Across the country in Barcelona, Dr. Patricia Pozo-Rosich runs the Migraine Adaptive Brain Center, a research hub established through a partnership between Hospital Vall d'Hebron and the same foundation. Migraine affects millions of women, yet it remains poorly understood and often invisible to those who do not experience it. Pozo-Rosich has heard the phrase enough times to know it captures something real: "I can't move because of a problem in my head that nobody can see." The disease is there. The evidence is not.

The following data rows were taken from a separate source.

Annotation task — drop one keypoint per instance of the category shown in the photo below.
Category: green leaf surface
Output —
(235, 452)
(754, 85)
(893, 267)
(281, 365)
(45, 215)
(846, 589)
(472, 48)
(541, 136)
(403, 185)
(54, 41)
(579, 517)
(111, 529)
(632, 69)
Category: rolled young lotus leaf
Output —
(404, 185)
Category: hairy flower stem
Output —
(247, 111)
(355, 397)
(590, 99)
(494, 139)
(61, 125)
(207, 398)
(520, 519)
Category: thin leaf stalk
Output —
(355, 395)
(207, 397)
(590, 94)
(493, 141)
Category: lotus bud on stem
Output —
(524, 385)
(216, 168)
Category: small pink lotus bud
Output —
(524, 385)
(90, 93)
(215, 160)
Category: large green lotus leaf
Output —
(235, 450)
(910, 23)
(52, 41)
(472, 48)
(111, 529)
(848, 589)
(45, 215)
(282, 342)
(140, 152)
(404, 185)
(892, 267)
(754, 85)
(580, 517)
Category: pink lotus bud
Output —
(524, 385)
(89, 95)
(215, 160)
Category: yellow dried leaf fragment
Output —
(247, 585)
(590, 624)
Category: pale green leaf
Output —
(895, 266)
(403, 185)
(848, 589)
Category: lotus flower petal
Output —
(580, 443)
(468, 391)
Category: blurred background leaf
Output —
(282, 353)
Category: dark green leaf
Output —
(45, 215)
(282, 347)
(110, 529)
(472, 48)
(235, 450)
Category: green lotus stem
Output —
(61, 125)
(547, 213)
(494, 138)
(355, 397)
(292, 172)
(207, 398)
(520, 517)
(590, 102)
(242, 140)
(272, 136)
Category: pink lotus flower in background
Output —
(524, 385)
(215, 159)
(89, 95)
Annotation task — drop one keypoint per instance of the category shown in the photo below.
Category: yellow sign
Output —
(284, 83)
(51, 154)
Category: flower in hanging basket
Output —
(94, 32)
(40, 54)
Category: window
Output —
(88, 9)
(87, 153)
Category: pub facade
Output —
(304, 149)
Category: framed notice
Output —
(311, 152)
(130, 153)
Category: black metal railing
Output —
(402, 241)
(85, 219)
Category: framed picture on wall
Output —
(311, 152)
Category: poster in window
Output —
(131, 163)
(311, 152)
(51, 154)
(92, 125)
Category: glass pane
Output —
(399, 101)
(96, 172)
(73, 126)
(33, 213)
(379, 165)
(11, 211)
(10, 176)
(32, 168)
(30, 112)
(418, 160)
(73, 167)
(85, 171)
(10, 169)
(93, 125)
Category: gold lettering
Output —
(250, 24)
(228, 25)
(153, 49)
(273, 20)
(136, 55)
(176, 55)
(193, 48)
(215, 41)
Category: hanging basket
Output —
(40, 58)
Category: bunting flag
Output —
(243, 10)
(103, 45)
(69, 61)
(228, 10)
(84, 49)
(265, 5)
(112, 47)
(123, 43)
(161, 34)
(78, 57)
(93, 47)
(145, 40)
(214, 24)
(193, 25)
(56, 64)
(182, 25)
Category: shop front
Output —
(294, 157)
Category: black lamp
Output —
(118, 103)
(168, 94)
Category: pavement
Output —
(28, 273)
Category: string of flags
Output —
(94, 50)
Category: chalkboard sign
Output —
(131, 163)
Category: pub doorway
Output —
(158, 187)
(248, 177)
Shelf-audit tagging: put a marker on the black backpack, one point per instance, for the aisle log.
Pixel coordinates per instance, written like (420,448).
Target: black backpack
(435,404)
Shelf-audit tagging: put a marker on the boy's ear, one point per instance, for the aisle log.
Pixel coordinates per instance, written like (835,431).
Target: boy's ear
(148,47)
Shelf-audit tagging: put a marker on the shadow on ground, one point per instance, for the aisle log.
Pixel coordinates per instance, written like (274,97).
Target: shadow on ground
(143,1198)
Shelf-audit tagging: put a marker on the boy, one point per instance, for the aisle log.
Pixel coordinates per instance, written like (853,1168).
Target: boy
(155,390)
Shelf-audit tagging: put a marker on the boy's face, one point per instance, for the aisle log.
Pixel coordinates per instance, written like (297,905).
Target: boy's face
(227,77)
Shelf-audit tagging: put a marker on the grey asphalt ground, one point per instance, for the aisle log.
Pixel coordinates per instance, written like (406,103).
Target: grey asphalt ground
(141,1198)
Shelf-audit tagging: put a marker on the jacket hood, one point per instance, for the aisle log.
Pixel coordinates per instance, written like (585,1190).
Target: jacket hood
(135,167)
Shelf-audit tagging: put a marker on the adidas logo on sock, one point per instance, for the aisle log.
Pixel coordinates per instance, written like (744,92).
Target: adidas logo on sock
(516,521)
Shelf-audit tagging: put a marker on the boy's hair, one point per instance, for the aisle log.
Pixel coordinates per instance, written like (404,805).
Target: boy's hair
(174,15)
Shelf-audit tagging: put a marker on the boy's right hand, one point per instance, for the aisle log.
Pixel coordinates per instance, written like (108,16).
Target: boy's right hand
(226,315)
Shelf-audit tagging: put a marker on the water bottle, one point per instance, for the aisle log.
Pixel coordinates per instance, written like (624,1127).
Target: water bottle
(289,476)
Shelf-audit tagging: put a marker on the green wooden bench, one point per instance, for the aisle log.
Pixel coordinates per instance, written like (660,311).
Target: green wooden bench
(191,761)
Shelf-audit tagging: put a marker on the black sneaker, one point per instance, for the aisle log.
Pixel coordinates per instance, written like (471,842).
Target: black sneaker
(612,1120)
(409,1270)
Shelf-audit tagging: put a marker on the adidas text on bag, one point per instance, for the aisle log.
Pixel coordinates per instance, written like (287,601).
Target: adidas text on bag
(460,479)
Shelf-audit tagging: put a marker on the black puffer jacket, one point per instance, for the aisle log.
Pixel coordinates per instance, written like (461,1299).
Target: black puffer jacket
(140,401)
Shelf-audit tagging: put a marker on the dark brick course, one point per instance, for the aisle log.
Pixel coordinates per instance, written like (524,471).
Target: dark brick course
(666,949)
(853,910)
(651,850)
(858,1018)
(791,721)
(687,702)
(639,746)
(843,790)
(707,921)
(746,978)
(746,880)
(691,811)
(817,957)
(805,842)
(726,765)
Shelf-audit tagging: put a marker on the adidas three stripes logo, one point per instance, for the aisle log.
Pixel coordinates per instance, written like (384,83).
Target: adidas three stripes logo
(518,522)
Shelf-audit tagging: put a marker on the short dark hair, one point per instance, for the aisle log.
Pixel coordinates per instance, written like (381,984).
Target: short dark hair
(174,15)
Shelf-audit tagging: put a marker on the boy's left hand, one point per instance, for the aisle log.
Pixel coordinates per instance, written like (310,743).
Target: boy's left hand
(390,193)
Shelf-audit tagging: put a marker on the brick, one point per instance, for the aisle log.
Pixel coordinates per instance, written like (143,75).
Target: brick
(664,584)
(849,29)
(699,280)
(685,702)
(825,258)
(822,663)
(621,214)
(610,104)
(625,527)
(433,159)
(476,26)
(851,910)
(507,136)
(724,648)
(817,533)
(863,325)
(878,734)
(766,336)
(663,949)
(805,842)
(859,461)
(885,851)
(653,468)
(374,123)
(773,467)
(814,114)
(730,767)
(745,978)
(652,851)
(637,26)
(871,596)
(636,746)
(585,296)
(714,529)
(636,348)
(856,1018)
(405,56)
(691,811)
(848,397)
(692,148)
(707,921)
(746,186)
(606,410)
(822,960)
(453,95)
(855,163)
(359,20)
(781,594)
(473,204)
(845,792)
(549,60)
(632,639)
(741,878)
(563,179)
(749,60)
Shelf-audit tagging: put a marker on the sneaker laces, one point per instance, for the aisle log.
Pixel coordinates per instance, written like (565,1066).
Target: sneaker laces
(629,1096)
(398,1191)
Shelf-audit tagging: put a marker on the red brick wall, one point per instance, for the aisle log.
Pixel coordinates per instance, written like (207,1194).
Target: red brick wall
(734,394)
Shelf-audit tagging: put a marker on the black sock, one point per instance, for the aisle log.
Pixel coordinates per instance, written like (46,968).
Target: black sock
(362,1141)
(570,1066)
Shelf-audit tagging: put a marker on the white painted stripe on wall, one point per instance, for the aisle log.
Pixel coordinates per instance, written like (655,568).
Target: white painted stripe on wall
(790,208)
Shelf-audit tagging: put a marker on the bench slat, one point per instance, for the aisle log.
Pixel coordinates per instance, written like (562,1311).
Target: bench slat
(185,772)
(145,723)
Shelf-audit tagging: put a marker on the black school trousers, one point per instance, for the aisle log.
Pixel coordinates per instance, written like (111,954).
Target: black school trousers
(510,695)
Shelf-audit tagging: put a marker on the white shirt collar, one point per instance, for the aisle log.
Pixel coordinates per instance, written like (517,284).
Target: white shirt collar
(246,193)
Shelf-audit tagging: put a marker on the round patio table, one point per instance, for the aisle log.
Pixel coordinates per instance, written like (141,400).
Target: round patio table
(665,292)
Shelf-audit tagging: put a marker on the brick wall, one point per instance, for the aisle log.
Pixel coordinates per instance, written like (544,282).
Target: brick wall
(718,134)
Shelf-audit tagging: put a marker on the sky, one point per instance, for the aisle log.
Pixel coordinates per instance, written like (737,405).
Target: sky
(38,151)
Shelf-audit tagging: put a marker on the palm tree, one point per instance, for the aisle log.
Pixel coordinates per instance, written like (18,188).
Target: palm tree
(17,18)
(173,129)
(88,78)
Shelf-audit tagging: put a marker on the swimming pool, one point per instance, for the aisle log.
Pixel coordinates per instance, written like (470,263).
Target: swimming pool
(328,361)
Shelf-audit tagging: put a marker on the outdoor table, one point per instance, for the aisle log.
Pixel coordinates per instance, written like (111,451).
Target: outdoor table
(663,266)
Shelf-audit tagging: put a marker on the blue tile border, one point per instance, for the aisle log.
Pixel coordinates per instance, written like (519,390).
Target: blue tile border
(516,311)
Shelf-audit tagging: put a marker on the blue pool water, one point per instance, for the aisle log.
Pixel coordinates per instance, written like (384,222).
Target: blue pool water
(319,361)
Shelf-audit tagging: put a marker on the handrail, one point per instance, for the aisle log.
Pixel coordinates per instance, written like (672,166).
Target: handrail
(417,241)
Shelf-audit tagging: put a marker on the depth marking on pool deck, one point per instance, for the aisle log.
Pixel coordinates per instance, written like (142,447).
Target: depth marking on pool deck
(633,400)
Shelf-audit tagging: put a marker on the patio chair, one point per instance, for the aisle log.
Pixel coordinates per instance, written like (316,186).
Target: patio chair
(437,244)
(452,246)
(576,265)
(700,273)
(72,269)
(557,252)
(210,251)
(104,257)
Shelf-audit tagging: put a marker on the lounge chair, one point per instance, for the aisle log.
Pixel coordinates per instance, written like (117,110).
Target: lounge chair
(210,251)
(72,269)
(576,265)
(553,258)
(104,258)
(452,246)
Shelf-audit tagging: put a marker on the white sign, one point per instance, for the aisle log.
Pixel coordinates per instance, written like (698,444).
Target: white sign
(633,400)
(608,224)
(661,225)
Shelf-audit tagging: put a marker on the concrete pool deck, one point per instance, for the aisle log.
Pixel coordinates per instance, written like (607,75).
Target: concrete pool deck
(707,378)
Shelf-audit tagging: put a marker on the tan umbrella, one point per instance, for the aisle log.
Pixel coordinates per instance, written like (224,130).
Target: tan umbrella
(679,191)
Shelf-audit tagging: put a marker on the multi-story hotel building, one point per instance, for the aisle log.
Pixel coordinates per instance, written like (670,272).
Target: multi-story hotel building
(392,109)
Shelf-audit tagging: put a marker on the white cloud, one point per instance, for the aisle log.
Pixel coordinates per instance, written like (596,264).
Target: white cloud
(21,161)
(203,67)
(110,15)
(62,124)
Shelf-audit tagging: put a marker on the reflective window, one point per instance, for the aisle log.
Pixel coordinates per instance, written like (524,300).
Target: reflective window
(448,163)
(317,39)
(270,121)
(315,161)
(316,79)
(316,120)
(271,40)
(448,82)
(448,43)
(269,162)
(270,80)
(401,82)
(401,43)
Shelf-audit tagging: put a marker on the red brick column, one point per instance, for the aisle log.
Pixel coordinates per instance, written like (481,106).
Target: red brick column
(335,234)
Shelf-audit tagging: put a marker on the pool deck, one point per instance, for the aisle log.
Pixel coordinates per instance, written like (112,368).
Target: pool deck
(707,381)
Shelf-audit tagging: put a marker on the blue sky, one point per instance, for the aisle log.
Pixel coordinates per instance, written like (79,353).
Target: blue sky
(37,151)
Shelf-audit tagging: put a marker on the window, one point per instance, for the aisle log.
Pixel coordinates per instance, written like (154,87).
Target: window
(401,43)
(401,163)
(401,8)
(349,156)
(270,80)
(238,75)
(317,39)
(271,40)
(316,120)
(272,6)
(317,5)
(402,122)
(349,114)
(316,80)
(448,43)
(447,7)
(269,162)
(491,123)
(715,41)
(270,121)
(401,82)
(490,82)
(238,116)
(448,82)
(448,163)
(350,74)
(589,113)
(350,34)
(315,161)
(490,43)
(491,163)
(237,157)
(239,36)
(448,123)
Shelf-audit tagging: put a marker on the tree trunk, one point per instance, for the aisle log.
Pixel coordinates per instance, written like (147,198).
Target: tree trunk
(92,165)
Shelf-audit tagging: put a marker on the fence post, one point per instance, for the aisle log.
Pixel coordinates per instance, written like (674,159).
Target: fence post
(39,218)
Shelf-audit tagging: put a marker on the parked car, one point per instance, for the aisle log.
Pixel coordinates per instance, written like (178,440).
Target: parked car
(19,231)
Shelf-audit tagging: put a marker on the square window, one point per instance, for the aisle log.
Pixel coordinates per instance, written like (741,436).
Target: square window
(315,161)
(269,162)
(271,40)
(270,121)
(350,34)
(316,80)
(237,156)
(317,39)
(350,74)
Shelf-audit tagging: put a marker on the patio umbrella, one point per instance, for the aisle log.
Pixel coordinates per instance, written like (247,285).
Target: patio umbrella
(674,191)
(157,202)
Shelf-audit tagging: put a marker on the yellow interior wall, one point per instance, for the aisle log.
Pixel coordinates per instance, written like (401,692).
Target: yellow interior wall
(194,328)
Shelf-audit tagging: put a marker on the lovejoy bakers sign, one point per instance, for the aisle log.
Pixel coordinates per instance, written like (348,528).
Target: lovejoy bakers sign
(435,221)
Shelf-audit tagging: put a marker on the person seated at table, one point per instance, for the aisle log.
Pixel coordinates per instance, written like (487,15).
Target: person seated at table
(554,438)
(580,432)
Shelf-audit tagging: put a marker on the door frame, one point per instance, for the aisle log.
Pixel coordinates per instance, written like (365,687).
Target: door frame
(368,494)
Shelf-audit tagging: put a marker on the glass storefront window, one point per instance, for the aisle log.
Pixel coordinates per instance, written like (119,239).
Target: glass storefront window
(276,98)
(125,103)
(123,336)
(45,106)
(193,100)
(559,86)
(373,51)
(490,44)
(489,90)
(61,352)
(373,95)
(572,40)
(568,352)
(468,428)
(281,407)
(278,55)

Her center approaches migraine through three interconnected research streams. The first examines preclinical models—the basic biology of the condition. The second explores translational research, tracking what happens at different stages of the disease. The third searches for objective biomarkers: measurable molecules in saliva, tears, or blood that could replace the subjective reporting that currently defines migraine diagnosis. If successful, these biomarkers would transform treatment. Doctors could move from listening to patients describe their pain to reading it in their biology. Pozo-Rosich calls this shift "the great revolution nobody expects." It would mean that women's most debilitating conditions could finally be diagnosed not on faith, but on fact.
Both projects exist because researchers chose to see a gap and fill it. They are not solving the larger problem—the structural underinvestment in women's health, the shortage of women in research leadership, the cultural tendency to doubt women's reports of their own suffering. But they are building the evidence base that might, eventually, make that larger change inevitable. The work is slow. The funding is limited. But the direction is clear.
Citações Notáveis
If it's pain that incapacitates you, it deserves attention and the necessary tests until you reach a clear diagnosis— Analuce Canha, researcher on endometrial cancer detection
The fact that people still say 'I can't move because of a problem in my head that nobody sees' shows how poorly the disease is understood— Dr. Patricia Pozo-Rosich, director of Migraine Adaptive Brain Center
A Conversa do Hearth Outra perspectiva sobre a história
Why does it matter that only seven percent of research funding targets women-exclusive diseases? Aren't there other priorities?
Because half the population lives with conditions that affect only them, and we've decided those conditions are worth one-twentieth of the resources we give to everything else. That's not a priority. That's erasure.
But endometrial cancer and migraine—these aren't new diseases. Why the sudden focus now?
They're not new, but the research has been. For decades, women reported symptoms and doctors said they were stress, or hormones, or in their heads. Now we're finally asking: what if we actually studied this? What if we built the tools to see what's happening?
The liquid biopsy for endometrial cancer—is that the breakthrough, or is it just a better test?
It's both. But the real breakthrough is the question underneath: why did we accept painful, unreliable testing for so long? Why didn't we demand better?
Pozo-Rosich talks about biomarkers ending subjective diagnosis. What changes when migraine becomes objective?
Everything. Right now, a woman says she has a migraine and a doctor can choose to believe her or not. With a biomarker, there's no choice. The disease speaks for itself.
Does this solve the gender gap in medical research?
No. It's two researchers doing excellent work within a broken system. But it proves the system is broken—because the moment you actually look at women's diseases, you find they're worth studying.